The focus is on ‘integrating drug and alcohol services, and integrating them with other services, such as housing, criminal justice and young people’, with ‘a clear interest in discussing mental health and dual diagnosis’. Potentially, this could help to address the problems that SoS 2013 identified in accessing ‘recovery capital’, including housing support, health and mental health services and education, training and employment.
The review also talks about a ‘sector-led improvement process’, which seems to be about pushing back on the sector to innovate and collaborate to improve delivery and efficiency. There is also recognition of the challenges of developing services in a period of system change and a particular issue about the impact of short commissioning cycles – a concern highlighted by providers in SoS 2013. Fifty per cent of councils were intending to re-commission services, of which 60% planned to re-tender in 2014-15 and 40% in 2015-16.

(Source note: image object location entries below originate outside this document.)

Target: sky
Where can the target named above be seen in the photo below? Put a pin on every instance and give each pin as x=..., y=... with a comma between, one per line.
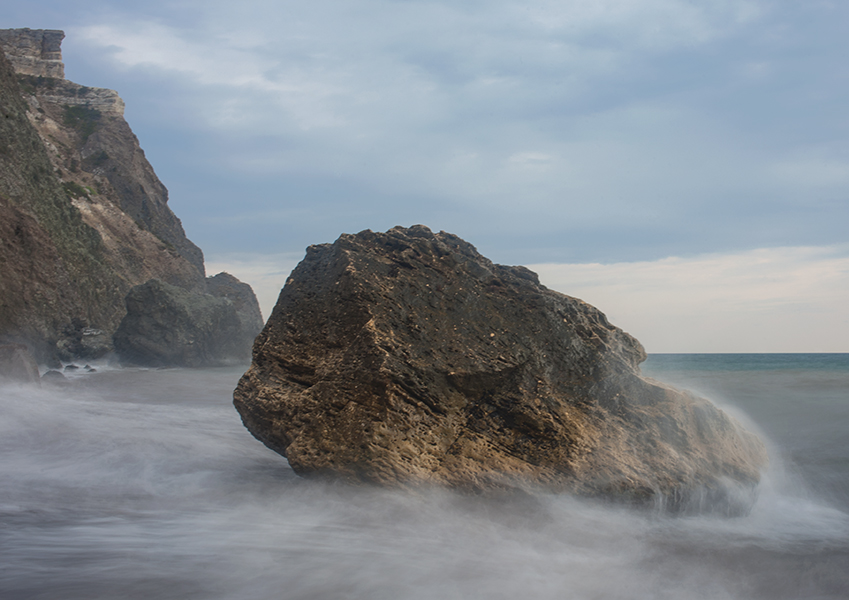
x=683, y=165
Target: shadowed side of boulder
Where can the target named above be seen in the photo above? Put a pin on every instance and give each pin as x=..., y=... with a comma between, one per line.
x=406, y=358
x=17, y=364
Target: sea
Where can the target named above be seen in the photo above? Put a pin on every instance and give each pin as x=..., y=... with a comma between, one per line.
x=132, y=483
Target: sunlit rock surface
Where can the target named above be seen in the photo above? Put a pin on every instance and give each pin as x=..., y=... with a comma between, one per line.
x=405, y=358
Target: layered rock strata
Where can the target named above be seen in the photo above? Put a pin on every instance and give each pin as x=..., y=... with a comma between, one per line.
x=406, y=358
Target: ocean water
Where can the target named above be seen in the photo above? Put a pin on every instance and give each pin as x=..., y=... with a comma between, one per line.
x=144, y=484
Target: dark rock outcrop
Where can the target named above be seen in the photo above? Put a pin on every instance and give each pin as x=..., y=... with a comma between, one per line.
x=169, y=326
x=406, y=357
x=243, y=298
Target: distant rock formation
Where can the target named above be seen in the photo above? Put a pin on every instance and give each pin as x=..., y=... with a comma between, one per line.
x=406, y=357
x=169, y=326
x=83, y=216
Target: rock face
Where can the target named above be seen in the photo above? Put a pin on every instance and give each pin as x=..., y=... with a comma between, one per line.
x=83, y=216
x=34, y=52
x=406, y=357
x=169, y=326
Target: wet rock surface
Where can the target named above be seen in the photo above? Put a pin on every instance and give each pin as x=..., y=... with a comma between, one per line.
x=407, y=358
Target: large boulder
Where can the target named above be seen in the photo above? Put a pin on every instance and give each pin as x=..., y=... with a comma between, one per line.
x=241, y=295
x=406, y=357
x=172, y=327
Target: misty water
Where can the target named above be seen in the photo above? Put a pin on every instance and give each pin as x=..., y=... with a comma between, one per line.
x=144, y=484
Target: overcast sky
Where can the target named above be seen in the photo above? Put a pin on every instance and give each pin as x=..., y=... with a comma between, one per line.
x=681, y=164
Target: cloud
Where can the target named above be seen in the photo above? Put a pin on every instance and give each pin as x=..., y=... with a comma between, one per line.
x=265, y=273
x=764, y=300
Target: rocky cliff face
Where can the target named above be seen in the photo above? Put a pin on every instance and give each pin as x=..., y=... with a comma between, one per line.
x=406, y=357
x=83, y=216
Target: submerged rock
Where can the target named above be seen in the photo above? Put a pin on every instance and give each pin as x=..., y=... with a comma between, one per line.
x=17, y=364
x=406, y=357
x=167, y=326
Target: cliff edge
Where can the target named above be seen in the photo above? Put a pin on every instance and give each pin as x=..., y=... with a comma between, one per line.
x=83, y=216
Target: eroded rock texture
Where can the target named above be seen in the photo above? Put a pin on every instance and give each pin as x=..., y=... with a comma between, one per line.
x=406, y=357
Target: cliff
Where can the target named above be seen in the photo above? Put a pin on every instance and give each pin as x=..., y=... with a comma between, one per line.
x=83, y=216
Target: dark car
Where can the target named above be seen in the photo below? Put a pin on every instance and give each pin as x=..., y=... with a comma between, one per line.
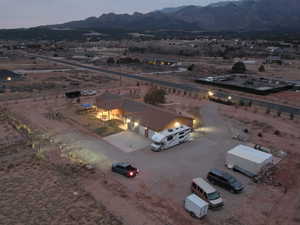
x=225, y=180
x=125, y=169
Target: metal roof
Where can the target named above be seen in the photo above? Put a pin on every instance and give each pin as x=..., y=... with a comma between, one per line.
x=249, y=153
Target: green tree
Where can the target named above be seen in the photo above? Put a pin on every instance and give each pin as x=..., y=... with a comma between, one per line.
x=239, y=67
x=191, y=67
x=155, y=96
x=261, y=68
x=110, y=60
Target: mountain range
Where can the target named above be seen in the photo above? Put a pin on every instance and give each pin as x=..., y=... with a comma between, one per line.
x=243, y=15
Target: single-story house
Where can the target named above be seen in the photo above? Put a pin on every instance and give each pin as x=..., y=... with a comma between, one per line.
x=142, y=118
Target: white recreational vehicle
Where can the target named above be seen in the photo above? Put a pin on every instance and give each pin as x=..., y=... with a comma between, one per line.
x=170, y=137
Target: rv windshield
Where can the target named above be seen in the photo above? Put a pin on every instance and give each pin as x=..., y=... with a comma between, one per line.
x=213, y=196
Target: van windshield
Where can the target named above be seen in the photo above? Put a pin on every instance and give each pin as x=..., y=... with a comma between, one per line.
x=213, y=196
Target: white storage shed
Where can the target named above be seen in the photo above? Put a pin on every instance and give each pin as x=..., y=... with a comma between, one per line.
x=247, y=158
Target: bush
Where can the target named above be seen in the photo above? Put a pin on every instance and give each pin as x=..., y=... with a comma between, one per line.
x=110, y=60
x=155, y=96
x=262, y=68
x=239, y=67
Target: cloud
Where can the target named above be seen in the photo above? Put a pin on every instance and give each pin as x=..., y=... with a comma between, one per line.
x=27, y=13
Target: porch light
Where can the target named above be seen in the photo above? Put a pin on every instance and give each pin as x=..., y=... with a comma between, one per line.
x=210, y=93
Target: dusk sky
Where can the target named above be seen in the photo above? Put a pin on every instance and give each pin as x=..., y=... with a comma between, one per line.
x=28, y=13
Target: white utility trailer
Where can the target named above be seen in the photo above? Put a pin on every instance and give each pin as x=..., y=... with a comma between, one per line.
x=248, y=159
x=196, y=206
x=170, y=137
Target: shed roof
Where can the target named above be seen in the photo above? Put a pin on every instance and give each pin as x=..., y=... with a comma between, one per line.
x=249, y=153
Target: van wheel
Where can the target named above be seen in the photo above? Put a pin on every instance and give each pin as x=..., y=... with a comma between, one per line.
x=193, y=214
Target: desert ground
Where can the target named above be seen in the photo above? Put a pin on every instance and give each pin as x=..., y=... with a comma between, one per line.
x=56, y=167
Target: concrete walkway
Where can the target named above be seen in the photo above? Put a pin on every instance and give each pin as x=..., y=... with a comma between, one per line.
x=128, y=141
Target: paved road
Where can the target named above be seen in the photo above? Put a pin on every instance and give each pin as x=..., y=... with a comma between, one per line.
x=186, y=87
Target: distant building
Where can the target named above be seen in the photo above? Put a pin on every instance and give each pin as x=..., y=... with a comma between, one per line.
x=274, y=59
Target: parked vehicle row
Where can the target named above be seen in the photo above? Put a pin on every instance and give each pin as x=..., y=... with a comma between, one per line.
x=205, y=196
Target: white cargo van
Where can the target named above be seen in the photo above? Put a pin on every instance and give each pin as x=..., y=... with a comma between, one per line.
x=170, y=137
x=205, y=191
x=196, y=206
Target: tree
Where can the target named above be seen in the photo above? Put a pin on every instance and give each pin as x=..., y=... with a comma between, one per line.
x=110, y=60
x=155, y=96
x=261, y=68
x=191, y=67
x=239, y=67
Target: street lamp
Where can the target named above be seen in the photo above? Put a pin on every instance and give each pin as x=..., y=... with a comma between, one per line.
x=210, y=93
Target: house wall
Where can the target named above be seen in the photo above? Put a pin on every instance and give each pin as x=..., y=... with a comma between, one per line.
x=181, y=120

The review broadly confirms the experience of many DrugScope members. Money is tight and there is a need for adaptability and resilience. There is a recognition of opportunities too. Karen Biggs, CEO at Phoenix Futures comments in SoS 2013 on the sector’s history of ‘delivering and developing innovative models that don’t cost much’. There is also frustration with short commissioning cycles. In SoS 2013, John Jolly, CEO of Blenheim CDP, commented that ‘money should fundamentally go on serving people, but as a result of a continuous process of re-commissioning the reality is that I have to spend the organisation’s money winning the right to do that’. Above all, there is the anxiety that as the local constraints on funding become ever tighter, this is bound to impact access and quality of service.

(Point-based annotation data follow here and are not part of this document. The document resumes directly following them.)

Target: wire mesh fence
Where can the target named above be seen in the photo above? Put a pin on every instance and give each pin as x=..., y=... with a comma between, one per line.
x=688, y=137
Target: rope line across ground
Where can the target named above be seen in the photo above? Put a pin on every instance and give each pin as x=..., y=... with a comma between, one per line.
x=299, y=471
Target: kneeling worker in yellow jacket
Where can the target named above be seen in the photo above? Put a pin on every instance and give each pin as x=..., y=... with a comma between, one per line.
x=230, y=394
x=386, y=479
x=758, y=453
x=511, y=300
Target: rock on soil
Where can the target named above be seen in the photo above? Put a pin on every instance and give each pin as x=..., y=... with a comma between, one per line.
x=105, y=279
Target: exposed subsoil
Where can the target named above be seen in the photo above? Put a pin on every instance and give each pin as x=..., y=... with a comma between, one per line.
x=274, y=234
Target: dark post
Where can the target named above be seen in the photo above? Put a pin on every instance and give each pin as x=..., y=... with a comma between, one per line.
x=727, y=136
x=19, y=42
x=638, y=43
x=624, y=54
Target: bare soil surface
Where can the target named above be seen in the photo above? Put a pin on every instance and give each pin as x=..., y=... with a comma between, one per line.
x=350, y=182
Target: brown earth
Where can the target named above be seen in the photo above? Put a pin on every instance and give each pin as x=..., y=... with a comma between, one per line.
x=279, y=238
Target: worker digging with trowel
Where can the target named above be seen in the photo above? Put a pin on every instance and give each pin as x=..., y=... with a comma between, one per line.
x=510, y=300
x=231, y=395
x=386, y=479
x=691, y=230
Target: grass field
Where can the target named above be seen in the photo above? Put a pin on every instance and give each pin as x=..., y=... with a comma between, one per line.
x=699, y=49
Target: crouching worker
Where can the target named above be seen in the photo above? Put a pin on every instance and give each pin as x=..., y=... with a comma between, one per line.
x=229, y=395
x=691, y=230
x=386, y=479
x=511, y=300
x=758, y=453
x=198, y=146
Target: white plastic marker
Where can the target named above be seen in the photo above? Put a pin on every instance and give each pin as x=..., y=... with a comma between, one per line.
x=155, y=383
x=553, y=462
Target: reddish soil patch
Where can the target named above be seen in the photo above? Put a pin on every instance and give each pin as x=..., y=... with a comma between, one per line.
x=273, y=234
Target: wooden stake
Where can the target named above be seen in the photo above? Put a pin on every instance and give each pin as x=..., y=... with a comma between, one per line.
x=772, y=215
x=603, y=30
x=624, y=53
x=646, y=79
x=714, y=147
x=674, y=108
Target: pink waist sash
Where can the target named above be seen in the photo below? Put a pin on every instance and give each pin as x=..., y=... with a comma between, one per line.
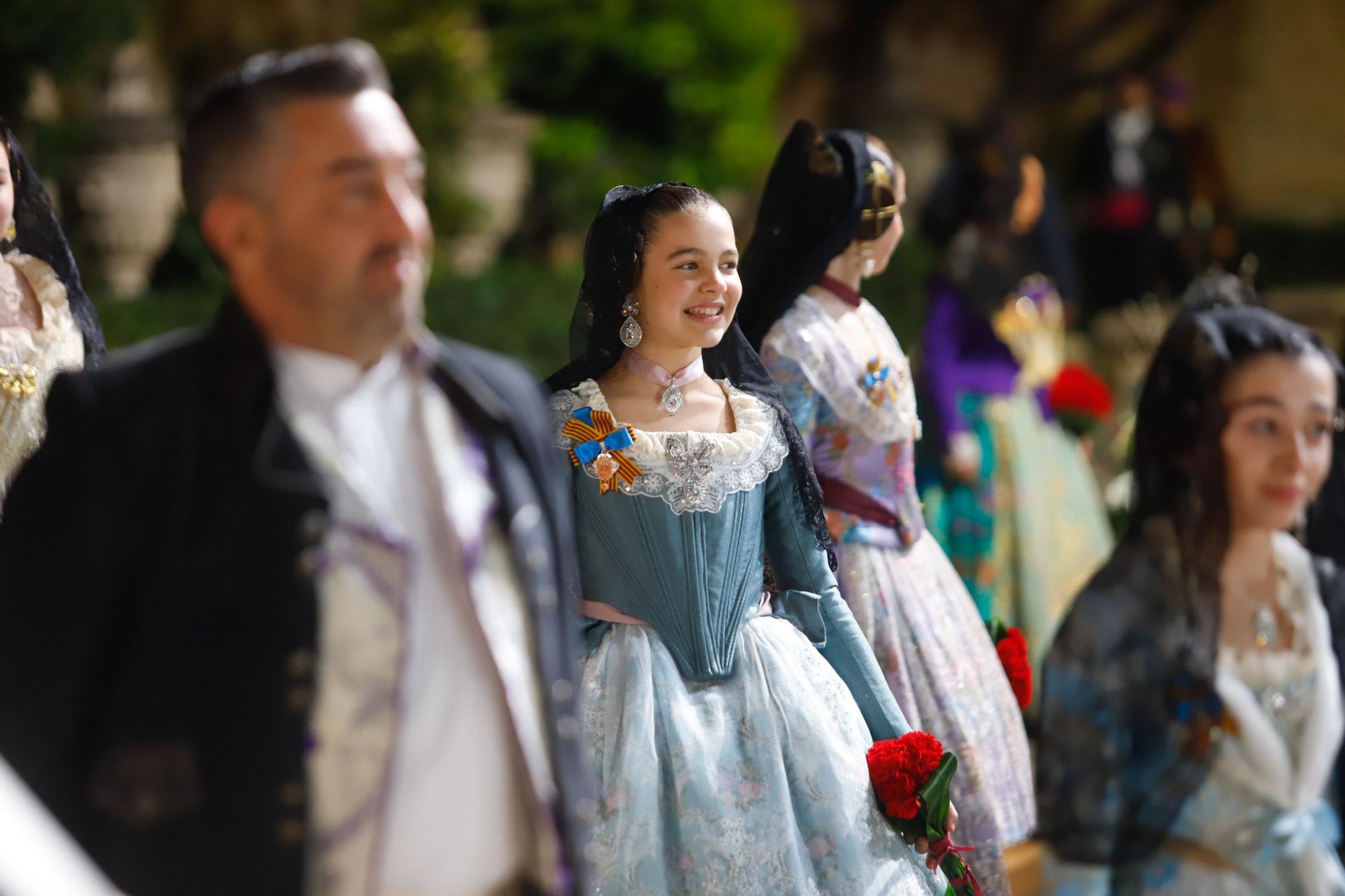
x=607, y=612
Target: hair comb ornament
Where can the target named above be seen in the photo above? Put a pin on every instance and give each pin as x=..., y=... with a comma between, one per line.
x=824, y=159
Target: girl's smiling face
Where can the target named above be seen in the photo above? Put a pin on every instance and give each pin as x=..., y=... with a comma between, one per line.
x=1278, y=438
x=689, y=286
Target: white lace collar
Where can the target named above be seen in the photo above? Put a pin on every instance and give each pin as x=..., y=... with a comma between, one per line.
x=56, y=309
x=810, y=337
x=692, y=471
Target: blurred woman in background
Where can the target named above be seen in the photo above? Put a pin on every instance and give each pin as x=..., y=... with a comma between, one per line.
x=48, y=323
x=832, y=217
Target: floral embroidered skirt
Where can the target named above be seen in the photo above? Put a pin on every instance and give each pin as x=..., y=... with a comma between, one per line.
x=755, y=783
x=946, y=676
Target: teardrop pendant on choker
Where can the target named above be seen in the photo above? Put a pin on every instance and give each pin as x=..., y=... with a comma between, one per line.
x=672, y=400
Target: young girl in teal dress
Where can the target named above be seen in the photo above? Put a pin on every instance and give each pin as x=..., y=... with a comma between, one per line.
x=727, y=729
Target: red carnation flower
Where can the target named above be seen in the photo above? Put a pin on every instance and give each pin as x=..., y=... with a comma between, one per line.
x=1079, y=399
x=1013, y=657
x=899, y=768
x=1081, y=391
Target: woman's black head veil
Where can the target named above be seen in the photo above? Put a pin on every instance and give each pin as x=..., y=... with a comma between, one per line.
x=809, y=214
x=613, y=255
x=40, y=236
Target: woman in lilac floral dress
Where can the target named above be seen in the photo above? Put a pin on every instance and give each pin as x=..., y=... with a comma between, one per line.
x=832, y=216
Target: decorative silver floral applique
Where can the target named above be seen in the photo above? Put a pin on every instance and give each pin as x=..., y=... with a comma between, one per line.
x=692, y=469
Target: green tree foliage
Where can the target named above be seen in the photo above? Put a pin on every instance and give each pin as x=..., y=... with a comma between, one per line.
x=65, y=38
x=642, y=91
x=439, y=58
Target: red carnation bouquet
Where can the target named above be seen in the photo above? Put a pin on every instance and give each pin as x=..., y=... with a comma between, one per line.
x=1013, y=655
x=1079, y=399
x=911, y=776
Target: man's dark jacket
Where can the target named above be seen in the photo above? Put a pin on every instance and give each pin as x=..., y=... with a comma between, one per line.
x=158, y=607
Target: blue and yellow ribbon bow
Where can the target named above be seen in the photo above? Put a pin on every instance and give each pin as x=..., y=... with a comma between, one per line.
x=599, y=442
x=878, y=382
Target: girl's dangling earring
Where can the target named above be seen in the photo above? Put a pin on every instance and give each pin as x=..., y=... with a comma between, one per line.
x=631, y=333
x=867, y=263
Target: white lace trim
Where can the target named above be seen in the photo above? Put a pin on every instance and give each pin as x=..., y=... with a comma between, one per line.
x=1295, y=592
x=21, y=345
x=56, y=346
x=692, y=471
x=810, y=337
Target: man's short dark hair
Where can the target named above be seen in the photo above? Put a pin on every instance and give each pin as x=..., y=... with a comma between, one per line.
x=228, y=119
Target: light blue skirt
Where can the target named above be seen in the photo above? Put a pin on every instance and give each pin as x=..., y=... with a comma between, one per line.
x=755, y=783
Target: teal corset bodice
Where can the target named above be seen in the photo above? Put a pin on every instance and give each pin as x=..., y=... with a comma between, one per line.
x=684, y=548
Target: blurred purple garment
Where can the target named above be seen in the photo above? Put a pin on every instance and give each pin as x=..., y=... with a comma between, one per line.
x=961, y=353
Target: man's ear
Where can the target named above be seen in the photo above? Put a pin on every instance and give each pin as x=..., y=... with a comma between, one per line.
x=235, y=229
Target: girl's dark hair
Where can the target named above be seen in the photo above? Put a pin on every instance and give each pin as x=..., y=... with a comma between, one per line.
x=1180, y=494
x=613, y=263
x=38, y=235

Since the review was conducted the public health budget for 2015-16 has been announced – while it is constant in cash terms this equates to a real terms reduction. No public health ring-fencing is guaranteed beyond that point, with local authorities looking at ongoing cuts in their budgets, creating intense pressures on all council services.
PHE and Department of Health are currently consulting on plans for a health premium, that would be worth a total of £5 million across England, with ‘successful completion of drug treatment’ proposed as the national indicator, which would be paired with a local indicator. Leaving aside considerations of the likely impact and effectiveness of a premium, the development of a proposal to incentivise local investment in drug treatment is an acknowledgment of the risks to investment, with government actively considering additional protections in the light of the findings of the commissioning review.
A key question will be what monitoring activity PHE and government will be conducting going forward, and how the specific impact of funding and commissioning changes on quality and outcomes will be tracked and assessed. DrugScope is conducting State of the Sector 2014, and will be working with the sector to ‘hold a mirror up’ to policy makers.